Fila per comprare armi

Ci accorgiamo sempre più che la follia umana, ad ogni latitudine del Pianeta Terra, non ha limiti, soprattutto al tempo del Corona Virus.

In Italia, volenti o nolenti, anche se con un po’ di ritardo, abbiamo compreso che con questa patologia non si scherza ed occorre usare mezzi e precauzioni mediche idonee per cercare di uscirne al più presto.

Essa lascia si sul campo vittime innocenti, ma la popolazione, da Nord a Sud, si sta adoperando, in gran parte, per osservare le prescrizioni che, sia a livello centrale che locale, sono state indicate dai competenti Organi scientifici.

E, nonostante ciò, i caduti in questa battaglia, determinati da questo subdolo ed invisibile nemico, sono ancora tanti, troppi.

Nel contempo, apprendiamo dai media che in altre “evolute” società occidentali ci si appresta a fronteggiare il “nemico”, questo nemico, con armi più che “appropriate”.

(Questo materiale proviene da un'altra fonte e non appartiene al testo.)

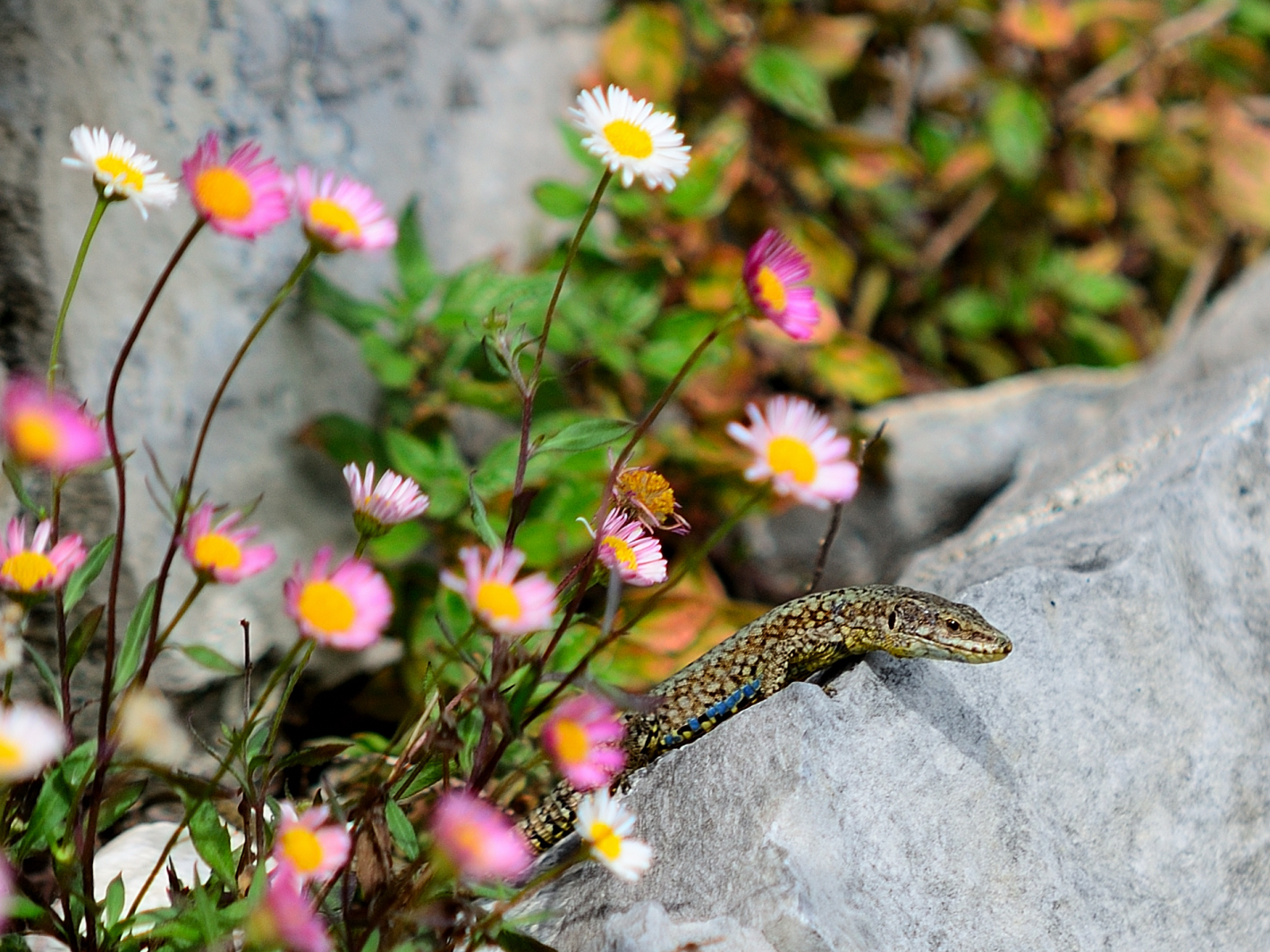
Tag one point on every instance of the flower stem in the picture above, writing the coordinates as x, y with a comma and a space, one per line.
522, 459
98, 211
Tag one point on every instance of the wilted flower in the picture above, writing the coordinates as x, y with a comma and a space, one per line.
776, 275
51, 431
30, 737
342, 214
631, 552
308, 847
30, 570
605, 825
287, 918
218, 553
478, 838
798, 450
347, 608
148, 728
244, 196
647, 495
629, 138
120, 170
582, 737
377, 508
505, 606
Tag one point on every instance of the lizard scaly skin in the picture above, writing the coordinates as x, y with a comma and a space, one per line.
790, 643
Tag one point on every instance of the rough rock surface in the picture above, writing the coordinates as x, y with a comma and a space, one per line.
455, 100
1106, 786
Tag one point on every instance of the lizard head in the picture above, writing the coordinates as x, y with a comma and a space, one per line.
927, 626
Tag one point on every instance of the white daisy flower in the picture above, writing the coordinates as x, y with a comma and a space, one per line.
120, 170
631, 139
605, 825
30, 737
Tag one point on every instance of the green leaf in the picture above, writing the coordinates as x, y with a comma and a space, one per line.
14, 472
414, 269
135, 638
212, 842
210, 659
402, 831
114, 900
560, 201
783, 78
347, 311
83, 636
1018, 130
392, 368
84, 577
480, 518
584, 434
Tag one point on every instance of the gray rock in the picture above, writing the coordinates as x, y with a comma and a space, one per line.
1106, 786
456, 100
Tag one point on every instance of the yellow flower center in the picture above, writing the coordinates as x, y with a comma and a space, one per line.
326, 607
572, 744
786, 455
216, 551
224, 193
333, 216
604, 840
301, 848
771, 290
35, 435
28, 569
622, 552
629, 139
114, 166
498, 601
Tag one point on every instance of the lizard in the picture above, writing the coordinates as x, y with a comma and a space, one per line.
792, 643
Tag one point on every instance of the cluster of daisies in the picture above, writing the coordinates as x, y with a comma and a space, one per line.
345, 603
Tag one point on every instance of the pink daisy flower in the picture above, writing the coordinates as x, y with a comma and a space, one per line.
505, 606
218, 553
244, 196
347, 608
342, 214
776, 275
308, 847
30, 570
625, 546
798, 450
582, 737
51, 431
478, 838
287, 918
377, 507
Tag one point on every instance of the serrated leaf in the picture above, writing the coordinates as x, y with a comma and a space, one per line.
414, 269
786, 80
402, 831
480, 518
133, 638
347, 311
210, 659
1018, 130
84, 577
584, 434
212, 842
83, 636
560, 201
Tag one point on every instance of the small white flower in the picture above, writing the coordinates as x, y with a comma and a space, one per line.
629, 138
30, 737
377, 507
605, 825
120, 170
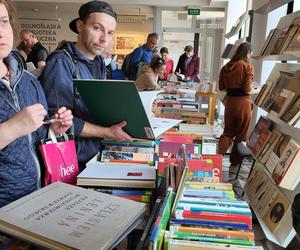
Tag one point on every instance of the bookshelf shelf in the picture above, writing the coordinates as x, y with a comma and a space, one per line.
281, 57
270, 6
238, 25
285, 233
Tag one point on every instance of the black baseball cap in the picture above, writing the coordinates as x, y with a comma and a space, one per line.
91, 7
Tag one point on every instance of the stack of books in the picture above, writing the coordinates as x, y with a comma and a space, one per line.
209, 213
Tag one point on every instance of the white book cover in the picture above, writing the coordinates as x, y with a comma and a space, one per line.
118, 171
63, 216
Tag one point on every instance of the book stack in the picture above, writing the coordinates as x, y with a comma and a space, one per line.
277, 151
178, 107
283, 39
62, 216
282, 97
267, 199
209, 213
124, 169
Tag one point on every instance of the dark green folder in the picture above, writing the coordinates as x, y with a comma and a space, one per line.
112, 101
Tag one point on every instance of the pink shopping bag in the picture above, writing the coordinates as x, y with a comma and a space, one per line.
60, 160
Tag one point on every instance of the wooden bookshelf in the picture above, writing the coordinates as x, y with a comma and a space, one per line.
285, 234
238, 25
280, 57
270, 6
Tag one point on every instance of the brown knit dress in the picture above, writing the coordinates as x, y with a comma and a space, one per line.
236, 79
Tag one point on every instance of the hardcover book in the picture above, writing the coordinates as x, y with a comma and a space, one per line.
276, 212
62, 216
117, 175
259, 135
281, 102
293, 114
113, 101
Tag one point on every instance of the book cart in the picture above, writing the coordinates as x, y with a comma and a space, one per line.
283, 233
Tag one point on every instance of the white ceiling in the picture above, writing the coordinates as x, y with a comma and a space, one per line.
131, 6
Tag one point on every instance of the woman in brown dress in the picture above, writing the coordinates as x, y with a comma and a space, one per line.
236, 79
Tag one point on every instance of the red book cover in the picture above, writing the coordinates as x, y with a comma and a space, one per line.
218, 217
217, 162
200, 165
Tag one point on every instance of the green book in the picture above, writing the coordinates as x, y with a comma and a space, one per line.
113, 101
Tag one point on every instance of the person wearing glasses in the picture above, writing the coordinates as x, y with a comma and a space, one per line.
23, 110
169, 64
147, 80
95, 27
142, 55
38, 53
188, 65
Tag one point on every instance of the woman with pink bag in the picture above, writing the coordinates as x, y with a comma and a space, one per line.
22, 118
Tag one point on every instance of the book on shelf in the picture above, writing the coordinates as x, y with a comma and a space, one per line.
260, 135
287, 171
267, 41
112, 101
63, 216
281, 102
269, 146
294, 44
280, 39
293, 28
286, 80
227, 50
277, 152
276, 212
264, 92
117, 175
176, 244
270, 46
293, 113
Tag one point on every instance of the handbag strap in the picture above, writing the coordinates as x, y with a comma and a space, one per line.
9, 102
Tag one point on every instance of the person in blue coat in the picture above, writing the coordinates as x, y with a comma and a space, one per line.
143, 55
95, 27
23, 110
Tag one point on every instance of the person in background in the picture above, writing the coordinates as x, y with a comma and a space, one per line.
23, 110
110, 62
142, 55
188, 65
38, 53
147, 80
169, 64
236, 79
95, 27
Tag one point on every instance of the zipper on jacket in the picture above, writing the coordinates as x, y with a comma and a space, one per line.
31, 149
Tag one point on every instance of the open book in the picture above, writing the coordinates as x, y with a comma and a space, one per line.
62, 216
112, 101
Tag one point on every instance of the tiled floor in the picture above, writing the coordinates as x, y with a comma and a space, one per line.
260, 237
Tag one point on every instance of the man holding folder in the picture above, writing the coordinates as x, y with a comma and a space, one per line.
83, 60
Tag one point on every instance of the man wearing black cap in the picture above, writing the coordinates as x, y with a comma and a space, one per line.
95, 27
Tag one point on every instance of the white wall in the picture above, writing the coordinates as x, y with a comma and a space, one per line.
50, 33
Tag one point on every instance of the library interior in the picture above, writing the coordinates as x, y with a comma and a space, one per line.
144, 124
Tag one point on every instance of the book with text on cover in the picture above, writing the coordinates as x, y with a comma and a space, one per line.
63, 216
113, 101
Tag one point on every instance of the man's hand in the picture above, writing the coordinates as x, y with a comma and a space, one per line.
63, 120
115, 132
28, 120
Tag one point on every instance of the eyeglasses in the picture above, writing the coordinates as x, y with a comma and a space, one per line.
161, 61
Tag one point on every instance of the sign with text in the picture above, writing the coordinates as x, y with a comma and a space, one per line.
194, 11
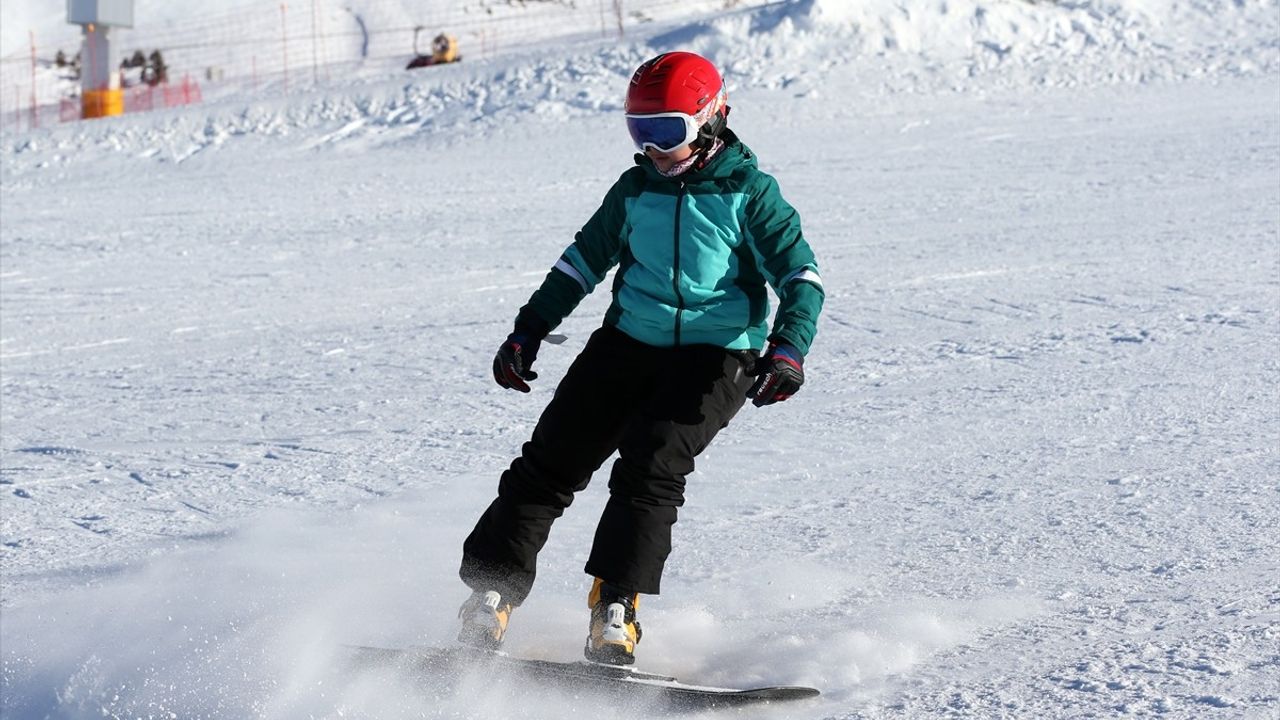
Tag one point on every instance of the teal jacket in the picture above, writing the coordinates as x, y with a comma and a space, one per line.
694, 255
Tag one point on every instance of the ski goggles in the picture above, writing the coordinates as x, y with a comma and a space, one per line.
664, 132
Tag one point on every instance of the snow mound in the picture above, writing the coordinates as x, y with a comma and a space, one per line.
950, 44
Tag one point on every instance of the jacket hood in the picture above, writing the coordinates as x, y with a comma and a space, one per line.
734, 155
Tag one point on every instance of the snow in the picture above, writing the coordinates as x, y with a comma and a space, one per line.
247, 414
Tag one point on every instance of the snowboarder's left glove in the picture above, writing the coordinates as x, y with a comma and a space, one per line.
511, 367
778, 374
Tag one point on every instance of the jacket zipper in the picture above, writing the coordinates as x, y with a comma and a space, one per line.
675, 277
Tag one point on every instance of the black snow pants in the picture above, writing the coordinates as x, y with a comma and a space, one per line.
658, 408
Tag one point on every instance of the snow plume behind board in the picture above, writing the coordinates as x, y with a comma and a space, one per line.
247, 413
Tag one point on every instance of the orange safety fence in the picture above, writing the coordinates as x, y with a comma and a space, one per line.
309, 42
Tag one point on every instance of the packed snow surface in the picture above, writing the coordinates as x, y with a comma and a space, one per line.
1034, 472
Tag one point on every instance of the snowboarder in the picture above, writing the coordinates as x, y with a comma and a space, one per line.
696, 231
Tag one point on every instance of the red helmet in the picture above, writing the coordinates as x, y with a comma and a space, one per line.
675, 85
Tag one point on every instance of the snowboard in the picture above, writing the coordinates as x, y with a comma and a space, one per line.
442, 668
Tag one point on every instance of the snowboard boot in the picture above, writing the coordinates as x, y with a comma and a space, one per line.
615, 629
484, 620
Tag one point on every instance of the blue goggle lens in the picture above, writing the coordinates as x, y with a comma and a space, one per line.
664, 133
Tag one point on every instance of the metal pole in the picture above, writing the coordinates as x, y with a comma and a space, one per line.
315, 57
35, 110
284, 44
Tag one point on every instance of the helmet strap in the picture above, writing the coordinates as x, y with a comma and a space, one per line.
711, 130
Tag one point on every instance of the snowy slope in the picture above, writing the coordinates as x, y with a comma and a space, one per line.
247, 418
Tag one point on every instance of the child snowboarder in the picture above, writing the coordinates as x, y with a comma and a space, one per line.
695, 231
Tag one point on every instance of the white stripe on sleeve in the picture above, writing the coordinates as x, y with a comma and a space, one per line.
807, 274
572, 272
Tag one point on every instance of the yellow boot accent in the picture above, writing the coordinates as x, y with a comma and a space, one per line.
615, 629
484, 620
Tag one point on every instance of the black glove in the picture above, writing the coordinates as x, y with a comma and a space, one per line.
511, 367
778, 374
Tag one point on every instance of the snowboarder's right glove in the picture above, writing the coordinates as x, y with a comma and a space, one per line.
511, 364
511, 367
778, 374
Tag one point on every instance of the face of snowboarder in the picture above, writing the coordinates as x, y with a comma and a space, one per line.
666, 160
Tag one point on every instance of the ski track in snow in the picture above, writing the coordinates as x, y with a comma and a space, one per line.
247, 409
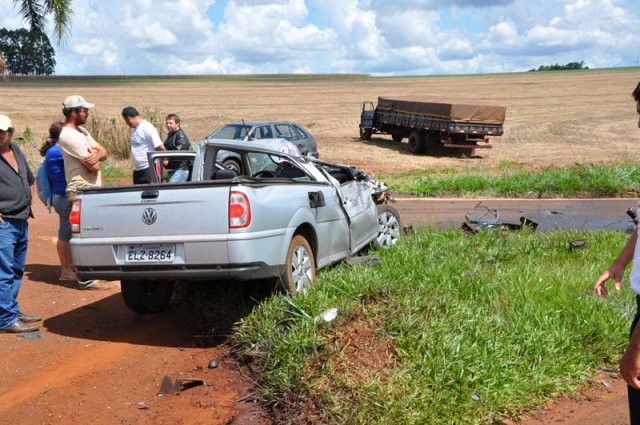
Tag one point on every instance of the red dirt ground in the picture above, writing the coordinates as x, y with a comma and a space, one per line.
97, 362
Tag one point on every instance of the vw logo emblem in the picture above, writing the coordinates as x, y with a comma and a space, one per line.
149, 216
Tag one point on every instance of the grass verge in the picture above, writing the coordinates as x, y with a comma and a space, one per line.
448, 329
594, 180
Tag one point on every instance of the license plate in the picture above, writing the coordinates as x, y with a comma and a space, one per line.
150, 254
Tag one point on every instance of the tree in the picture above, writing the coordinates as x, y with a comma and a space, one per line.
34, 13
27, 52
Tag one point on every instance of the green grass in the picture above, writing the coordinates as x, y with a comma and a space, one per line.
448, 329
597, 180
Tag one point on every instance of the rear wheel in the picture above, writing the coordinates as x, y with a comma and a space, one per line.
433, 144
467, 152
390, 226
147, 296
416, 142
396, 137
300, 266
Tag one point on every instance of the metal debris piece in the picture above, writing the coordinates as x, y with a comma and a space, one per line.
171, 386
577, 244
328, 315
30, 335
364, 259
489, 219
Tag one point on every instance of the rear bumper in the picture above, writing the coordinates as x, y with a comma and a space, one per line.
200, 272
201, 257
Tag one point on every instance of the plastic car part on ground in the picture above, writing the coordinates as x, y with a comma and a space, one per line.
483, 218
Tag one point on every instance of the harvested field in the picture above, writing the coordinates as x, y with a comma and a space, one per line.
553, 118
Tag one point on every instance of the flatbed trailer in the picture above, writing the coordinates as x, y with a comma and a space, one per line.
433, 125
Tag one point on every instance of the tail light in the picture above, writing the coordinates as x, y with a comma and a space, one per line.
239, 210
74, 216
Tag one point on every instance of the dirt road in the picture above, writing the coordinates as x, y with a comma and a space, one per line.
97, 362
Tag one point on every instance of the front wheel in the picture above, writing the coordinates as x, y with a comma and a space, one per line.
300, 266
416, 142
390, 226
146, 296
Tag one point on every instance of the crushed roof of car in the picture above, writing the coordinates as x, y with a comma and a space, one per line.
265, 145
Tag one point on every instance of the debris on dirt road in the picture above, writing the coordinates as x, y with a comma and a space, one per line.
170, 386
483, 218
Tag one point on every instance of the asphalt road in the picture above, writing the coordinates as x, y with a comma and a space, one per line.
550, 214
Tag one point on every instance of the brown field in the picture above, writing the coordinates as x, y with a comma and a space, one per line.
553, 118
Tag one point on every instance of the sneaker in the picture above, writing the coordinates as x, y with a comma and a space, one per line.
94, 284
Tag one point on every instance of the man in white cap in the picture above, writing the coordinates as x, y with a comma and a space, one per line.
16, 180
82, 156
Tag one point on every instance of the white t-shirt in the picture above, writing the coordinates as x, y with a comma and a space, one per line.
635, 268
144, 138
75, 145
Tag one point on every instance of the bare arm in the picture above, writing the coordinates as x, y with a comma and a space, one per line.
630, 361
96, 154
616, 271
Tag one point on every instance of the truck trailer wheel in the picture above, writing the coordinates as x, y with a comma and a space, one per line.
433, 144
390, 226
300, 266
146, 296
416, 142
365, 133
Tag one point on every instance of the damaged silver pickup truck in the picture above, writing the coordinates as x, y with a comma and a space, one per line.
282, 215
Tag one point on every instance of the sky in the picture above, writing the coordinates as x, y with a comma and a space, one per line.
377, 37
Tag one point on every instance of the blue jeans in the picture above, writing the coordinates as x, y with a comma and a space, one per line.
634, 395
14, 234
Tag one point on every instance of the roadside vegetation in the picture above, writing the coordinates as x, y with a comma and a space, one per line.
620, 179
470, 330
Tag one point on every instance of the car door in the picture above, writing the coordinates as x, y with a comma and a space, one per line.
362, 212
350, 212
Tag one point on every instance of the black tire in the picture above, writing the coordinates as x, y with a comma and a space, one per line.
365, 133
416, 142
467, 152
232, 164
147, 296
433, 144
390, 227
300, 266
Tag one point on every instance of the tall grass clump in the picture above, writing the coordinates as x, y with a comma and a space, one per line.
448, 328
114, 134
598, 180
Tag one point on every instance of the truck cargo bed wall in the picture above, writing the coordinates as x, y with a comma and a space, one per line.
460, 110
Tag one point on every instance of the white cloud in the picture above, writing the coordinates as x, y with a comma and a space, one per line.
375, 36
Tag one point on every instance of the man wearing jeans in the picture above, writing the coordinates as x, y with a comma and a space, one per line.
144, 138
630, 361
15, 208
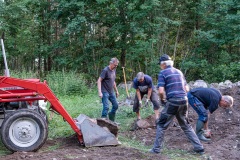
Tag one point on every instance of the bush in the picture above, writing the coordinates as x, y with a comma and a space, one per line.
67, 83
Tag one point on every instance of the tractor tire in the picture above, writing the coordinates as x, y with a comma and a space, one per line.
24, 130
43, 114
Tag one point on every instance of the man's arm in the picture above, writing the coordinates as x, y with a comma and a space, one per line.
138, 94
99, 82
161, 93
186, 88
115, 88
149, 93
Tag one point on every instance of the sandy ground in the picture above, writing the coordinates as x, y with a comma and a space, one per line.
224, 125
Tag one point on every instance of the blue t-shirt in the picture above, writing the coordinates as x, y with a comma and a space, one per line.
143, 86
210, 97
173, 82
108, 77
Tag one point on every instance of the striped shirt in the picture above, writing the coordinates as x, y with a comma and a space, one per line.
173, 82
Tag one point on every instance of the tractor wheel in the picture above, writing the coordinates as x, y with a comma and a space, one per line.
24, 130
43, 114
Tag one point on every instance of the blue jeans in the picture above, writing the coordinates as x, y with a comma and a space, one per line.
112, 98
198, 107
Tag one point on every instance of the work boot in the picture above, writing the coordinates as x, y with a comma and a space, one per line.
111, 116
200, 132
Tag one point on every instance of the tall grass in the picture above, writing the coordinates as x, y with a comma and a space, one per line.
77, 98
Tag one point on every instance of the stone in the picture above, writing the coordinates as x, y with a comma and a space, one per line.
200, 84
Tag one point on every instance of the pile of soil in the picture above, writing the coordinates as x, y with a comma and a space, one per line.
224, 125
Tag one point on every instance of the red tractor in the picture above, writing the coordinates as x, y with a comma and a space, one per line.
24, 124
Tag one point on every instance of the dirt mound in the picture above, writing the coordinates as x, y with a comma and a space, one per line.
225, 129
68, 149
224, 125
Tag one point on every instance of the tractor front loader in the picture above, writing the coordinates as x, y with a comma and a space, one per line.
24, 124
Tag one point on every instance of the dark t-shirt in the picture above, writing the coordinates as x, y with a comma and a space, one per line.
143, 86
210, 97
108, 77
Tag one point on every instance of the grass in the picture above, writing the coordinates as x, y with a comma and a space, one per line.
82, 101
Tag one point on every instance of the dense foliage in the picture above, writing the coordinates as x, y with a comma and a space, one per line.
203, 37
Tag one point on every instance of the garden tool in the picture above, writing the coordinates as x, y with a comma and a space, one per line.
200, 132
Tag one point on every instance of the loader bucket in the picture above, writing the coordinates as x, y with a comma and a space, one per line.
93, 134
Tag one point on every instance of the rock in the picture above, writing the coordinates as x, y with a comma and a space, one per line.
111, 126
228, 88
214, 85
143, 124
200, 84
129, 85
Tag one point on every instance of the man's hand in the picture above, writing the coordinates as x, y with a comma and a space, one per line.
100, 94
117, 94
207, 133
157, 120
147, 100
163, 101
140, 104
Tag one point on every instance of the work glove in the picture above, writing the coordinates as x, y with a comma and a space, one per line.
140, 104
163, 102
207, 133
146, 105
157, 121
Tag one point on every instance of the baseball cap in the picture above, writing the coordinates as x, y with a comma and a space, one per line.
164, 57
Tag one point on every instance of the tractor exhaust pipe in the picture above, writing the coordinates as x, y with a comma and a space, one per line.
6, 72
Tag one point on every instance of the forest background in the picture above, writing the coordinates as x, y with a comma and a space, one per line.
80, 36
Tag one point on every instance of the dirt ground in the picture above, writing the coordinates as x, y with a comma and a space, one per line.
225, 145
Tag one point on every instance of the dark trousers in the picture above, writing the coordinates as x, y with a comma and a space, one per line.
175, 107
154, 99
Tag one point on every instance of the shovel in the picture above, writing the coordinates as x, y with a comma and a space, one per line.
128, 99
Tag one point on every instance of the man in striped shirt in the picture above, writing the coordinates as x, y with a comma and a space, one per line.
172, 82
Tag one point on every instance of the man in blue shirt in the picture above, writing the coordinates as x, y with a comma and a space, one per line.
106, 86
203, 99
144, 85
172, 81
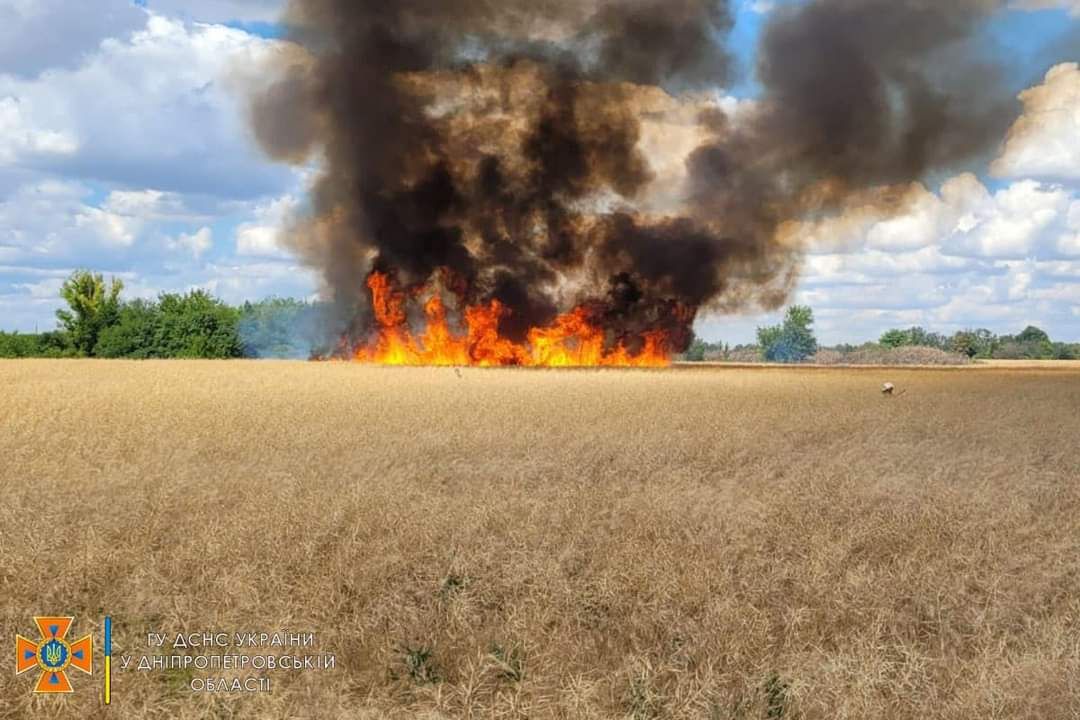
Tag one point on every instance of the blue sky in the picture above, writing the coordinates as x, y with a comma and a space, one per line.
124, 148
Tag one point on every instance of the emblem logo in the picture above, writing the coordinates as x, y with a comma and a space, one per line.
53, 654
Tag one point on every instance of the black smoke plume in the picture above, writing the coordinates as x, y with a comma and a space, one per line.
498, 144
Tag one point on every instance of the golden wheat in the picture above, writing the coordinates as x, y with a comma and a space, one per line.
706, 543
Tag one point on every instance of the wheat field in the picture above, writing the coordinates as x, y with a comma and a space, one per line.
709, 543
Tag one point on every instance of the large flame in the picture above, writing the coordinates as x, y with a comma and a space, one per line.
571, 340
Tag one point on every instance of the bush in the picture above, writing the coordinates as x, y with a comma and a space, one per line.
138, 334
198, 325
45, 344
279, 327
190, 325
792, 341
92, 307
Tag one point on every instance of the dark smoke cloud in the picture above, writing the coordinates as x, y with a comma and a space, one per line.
497, 144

Come negli Stati Uniti, ove la gente fa la fila dinanzi ai negozi che vendono armi, come pistole e fucili. Oppure come in Gran Bretagna, ove si sta verificando un quotidiano assalto ai negozi per l’acquisto di carta igienica, di cui viene fatta incetta.

In ogni caso, non c’e’ problema: sia nel primo Paese che nel secondo, le persone fanno la fila e rispettano la distanza di un metro l’uno dall’altro.

Forse negli USA si aspettano che il Corona Virus sia sconfitto con il piombo?

Ed in Inghilterra forse si aspettano che il virus attacchi l’intestino e scateni continue corse verso il bagno di casa?

E’ proprio vero che le priorità di ogni popolo si comprendono nel momento del bisogno e, purtroppo, con i rimedi cari alla propria indole.